I am relatively new to Python, and I have always used the standard cpython (v2.5) implementation.

I've been wondering about the other implementations though, particularly Jython and IronPython. What makes them better? What makes them worse? What other implementations are there?

I guess what I'm looking for is a summary and list of pros and cons for each implementation.

6 Answers

1
Antti Rasinen On

Pros: Access to the libraries available for JVM or CLR.

Cons: Both naturally lag behind CPython in terms of features.

15
John Millikin On

Jython and IronPython are useful if you have an overriding need to interface with existing libraries written in a different platform, like if you have 100,000 lines of Java and you just want to write a 20-line Python script. Not particularly useful for anything else, in my opinion, because they are perpetually a few versions behind CPython due to community inertia.

Stackless is interesting because it has support for green threads, continuations, etc. Sort of an Erlang-lite.

PyPy is an experimental interpreter/compiler that may one day supplant CPython, but for now is more of a testbed for new ideas.

3
Corey Goldberg On

All of the implementations are listed here:

https://wiki.python.org/moin/PythonImplementations

CPython is the "reference implementation" and developed by Guido and the core developers.

1
Roman Plášil On

IronPython and Jython use the runtime environment for .NET or Java and with that comes Just In Time compilation and a garbage collector different from the original CPython. They might be also faster than CPython thanks to the JIT, but I don't know that for sure.

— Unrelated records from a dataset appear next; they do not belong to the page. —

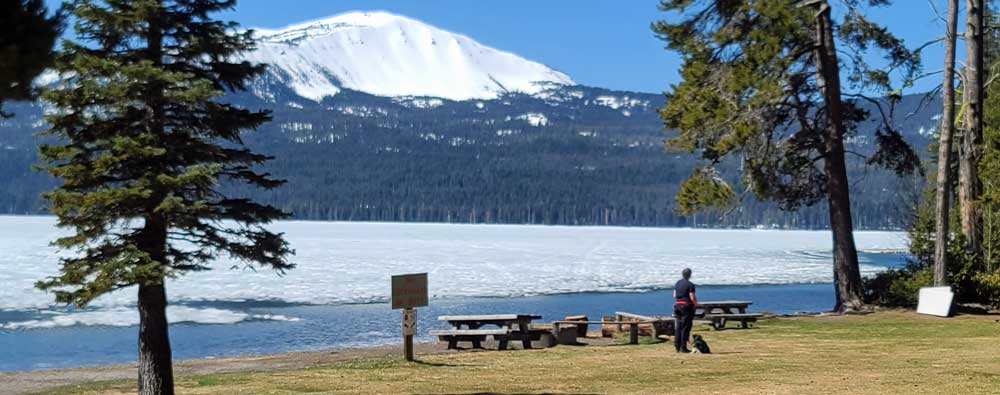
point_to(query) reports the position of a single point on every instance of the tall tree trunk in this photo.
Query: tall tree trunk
(156, 375)
(972, 134)
(846, 274)
(942, 230)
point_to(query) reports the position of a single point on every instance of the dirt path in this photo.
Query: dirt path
(37, 380)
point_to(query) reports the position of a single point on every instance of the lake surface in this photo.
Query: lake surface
(336, 296)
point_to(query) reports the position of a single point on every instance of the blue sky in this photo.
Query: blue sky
(599, 43)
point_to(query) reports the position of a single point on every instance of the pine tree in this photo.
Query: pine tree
(943, 189)
(144, 150)
(970, 149)
(762, 83)
(27, 35)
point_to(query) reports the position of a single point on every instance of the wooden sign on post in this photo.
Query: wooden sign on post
(409, 291)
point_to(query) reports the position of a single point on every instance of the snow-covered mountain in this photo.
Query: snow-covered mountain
(391, 55)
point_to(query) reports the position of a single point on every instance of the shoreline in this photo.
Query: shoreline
(25, 381)
(807, 344)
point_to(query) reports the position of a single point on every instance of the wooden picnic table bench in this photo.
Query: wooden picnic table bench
(662, 325)
(633, 327)
(722, 307)
(468, 328)
(719, 320)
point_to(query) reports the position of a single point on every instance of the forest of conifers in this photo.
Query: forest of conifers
(575, 155)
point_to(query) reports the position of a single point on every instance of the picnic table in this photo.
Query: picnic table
(722, 307)
(470, 328)
(721, 312)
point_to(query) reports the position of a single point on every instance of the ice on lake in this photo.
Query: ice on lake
(340, 262)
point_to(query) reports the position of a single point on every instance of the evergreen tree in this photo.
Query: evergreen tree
(144, 147)
(27, 35)
(762, 82)
(943, 190)
(970, 149)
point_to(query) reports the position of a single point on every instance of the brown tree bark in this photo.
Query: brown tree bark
(969, 188)
(156, 376)
(155, 370)
(846, 274)
(943, 198)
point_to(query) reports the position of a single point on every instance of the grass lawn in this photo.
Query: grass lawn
(886, 352)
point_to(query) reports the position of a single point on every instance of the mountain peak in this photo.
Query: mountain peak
(392, 55)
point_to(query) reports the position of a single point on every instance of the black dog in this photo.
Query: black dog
(700, 346)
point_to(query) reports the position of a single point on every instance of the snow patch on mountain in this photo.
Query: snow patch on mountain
(391, 55)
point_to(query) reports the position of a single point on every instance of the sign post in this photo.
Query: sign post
(409, 291)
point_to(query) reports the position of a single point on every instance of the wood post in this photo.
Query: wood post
(408, 347)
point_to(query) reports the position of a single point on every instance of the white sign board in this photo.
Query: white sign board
(409, 322)
(935, 301)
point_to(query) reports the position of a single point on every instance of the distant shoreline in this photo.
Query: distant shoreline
(752, 228)
(23, 381)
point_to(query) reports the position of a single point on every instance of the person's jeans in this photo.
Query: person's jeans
(683, 318)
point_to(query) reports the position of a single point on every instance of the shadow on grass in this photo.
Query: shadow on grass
(442, 364)
(514, 393)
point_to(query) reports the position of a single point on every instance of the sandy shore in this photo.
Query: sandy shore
(36, 380)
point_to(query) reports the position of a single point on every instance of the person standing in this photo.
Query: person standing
(684, 305)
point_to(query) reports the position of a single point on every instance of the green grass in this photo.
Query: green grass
(887, 352)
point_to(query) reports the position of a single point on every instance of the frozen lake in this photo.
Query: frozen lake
(344, 266)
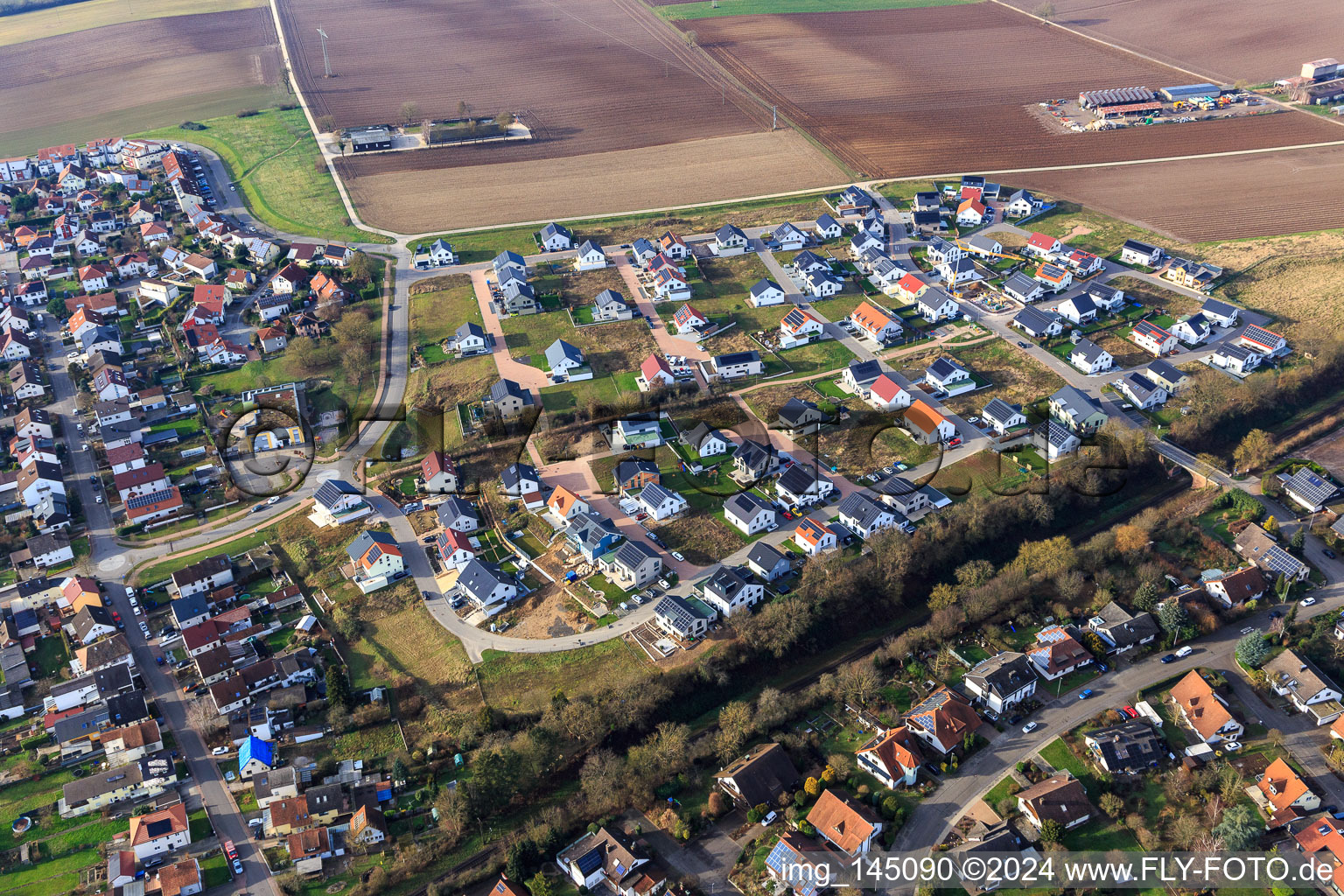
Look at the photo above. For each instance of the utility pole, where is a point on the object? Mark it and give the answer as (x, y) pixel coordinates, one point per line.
(327, 62)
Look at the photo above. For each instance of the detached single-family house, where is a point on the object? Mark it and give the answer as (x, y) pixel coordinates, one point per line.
(1002, 682)
(765, 291)
(1293, 676)
(1138, 253)
(750, 514)
(1090, 358)
(1203, 710)
(892, 758)
(589, 256)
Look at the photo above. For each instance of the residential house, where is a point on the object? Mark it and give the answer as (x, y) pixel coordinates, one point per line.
(767, 562)
(522, 482)
(159, 832)
(660, 502)
(1003, 416)
(1141, 391)
(507, 399)
(765, 291)
(844, 822)
(1128, 747)
(814, 536)
(864, 516)
(1236, 587)
(1077, 410)
(1080, 309)
(1042, 246)
(1293, 676)
(556, 238)
(737, 364)
(486, 586)
(799, 328)
(589, 256)
(1203, 710)
(1219, 312)
(438, 473)
(1038, 324)
(750, 514)
(935, 305)
(1153, 339)
(1060, 798)
(874, 324)
(1260, 549)
(1055, 653)
(1309, 489)
(942, 720)
(887, 396)
(634, 566)
(927, 424)
(1138, 253)
(1090, 358)
(759, 777)
(729, 241)
(949, 376)
(1002, 682)
(1283, 795)
(1123, 630)
(683, 618)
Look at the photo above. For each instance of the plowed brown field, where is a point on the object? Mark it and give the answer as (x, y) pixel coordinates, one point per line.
(588, 75)
(944, 89)
(1214, 199)
(1222, 39)
(164, 69)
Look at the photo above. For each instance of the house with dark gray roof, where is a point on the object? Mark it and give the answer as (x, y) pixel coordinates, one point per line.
(864, 516)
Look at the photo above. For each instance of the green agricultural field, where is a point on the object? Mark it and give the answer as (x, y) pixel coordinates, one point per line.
(709, 10)
(275, 160)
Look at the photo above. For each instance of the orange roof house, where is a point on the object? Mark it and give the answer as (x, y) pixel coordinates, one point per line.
(1283, 795)
(1203, 710)
(564, 502)
(844, 822)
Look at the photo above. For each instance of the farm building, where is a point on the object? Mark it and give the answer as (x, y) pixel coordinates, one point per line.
(1186, 92)
(1113, 97)
(370, 138)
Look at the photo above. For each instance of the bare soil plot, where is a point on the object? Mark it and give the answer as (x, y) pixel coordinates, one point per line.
(1223, 39)
(1274, 192)
(1151, 296)
(429, 190)
(892, 92)
(1298, 280)
(140, 75)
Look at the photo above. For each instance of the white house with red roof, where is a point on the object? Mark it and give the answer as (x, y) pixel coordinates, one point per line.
(1042, 245)
(886, 394)
(687, 318)
(654, 371)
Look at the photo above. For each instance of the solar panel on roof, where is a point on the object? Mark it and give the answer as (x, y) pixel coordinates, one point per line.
(589, 861)
(145, 500)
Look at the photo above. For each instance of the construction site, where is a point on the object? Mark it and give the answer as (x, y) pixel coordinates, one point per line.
(1115, 108)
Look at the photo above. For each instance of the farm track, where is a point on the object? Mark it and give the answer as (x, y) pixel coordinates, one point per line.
(892, 112)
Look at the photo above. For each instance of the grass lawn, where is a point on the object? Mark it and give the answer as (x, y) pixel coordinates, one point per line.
(526, 682)
(816, 358)
(612, 348)
(1088, 230)
(440, 305)
(164, 569)
(272, 158)
(408, 642)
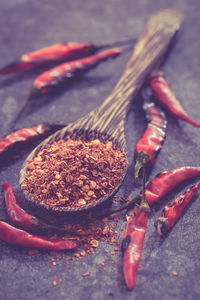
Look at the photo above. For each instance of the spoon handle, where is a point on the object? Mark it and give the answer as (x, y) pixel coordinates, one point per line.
(150, 50)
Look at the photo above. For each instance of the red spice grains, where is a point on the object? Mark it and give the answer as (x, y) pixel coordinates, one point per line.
(74, 173)
(91, 232)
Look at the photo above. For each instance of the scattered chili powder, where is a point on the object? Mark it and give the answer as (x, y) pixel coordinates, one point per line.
(92, 231)
(85, 274)
(74, 173)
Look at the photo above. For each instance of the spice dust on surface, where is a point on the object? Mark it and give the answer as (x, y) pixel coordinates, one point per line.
(74, 173)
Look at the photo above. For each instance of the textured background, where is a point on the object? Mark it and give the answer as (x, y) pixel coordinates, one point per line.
(27, 25)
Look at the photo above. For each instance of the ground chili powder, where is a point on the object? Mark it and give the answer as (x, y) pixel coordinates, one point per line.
(73, 173)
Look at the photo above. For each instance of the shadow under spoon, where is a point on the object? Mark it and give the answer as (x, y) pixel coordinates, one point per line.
(106, 122)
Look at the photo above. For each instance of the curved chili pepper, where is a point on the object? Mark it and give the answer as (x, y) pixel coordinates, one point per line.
(166, 97)
(132, 244)
(153, 138)
(20, 217)
(46, 81)
(162, 184)
(172, 212)
(165, 181)
(55, 53)
(67, 70)
(25, 134)
(15, 236)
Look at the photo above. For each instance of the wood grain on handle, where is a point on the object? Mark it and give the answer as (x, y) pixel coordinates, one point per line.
(151, 48)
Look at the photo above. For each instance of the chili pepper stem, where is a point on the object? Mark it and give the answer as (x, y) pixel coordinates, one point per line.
(161, 225)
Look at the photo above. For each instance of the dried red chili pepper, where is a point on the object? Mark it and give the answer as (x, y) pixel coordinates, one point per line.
(60, 73)
(65, 72)
(132, 244)
(166, 97)
(153, 138)
(26, 134)
(15, 236)
(54, 53)
(172, 212)
(19, 216)
(165, 181)
(162, 184)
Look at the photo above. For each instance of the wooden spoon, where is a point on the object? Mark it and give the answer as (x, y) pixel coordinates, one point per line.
(106, 122)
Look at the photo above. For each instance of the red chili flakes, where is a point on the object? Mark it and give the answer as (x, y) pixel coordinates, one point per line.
(174, 273)
(55, 281)
(85, 274)
(74, 173)
(33, 252)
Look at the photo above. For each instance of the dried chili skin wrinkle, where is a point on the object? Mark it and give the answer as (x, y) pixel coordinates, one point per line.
(56, 52)
(166, 97)
(132, 244)
(165, 181)
(66, 71)
(153, 137)
(18, 216)
(15, 236)
(24, 134)
(172, 212)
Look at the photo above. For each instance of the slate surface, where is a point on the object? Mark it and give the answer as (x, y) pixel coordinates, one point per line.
(27, 25)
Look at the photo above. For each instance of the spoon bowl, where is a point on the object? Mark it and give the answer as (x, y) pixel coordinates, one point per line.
(107, 121)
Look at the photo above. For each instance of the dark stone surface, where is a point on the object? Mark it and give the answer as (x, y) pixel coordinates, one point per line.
(27, 25)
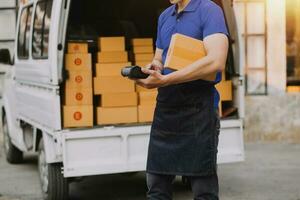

A downside in using Jython or IronPython is that you cannot use native C modules, they can be only used in CPython.

1
Pierre-Jean Coudert On

PyPy is a Python implementation written in RPython wich is a Python subset.

RPython can be translated to run on a VM or, unlike standard Python, RPython can be statically compiled.

6
Martin W On

An additional benefit for Jython, at least for some, is it lacks the GIL (the Global Interpreter Lock) and uses Java's native threads. This means that you can run pure Python code in parallel, something not possible with the GIL.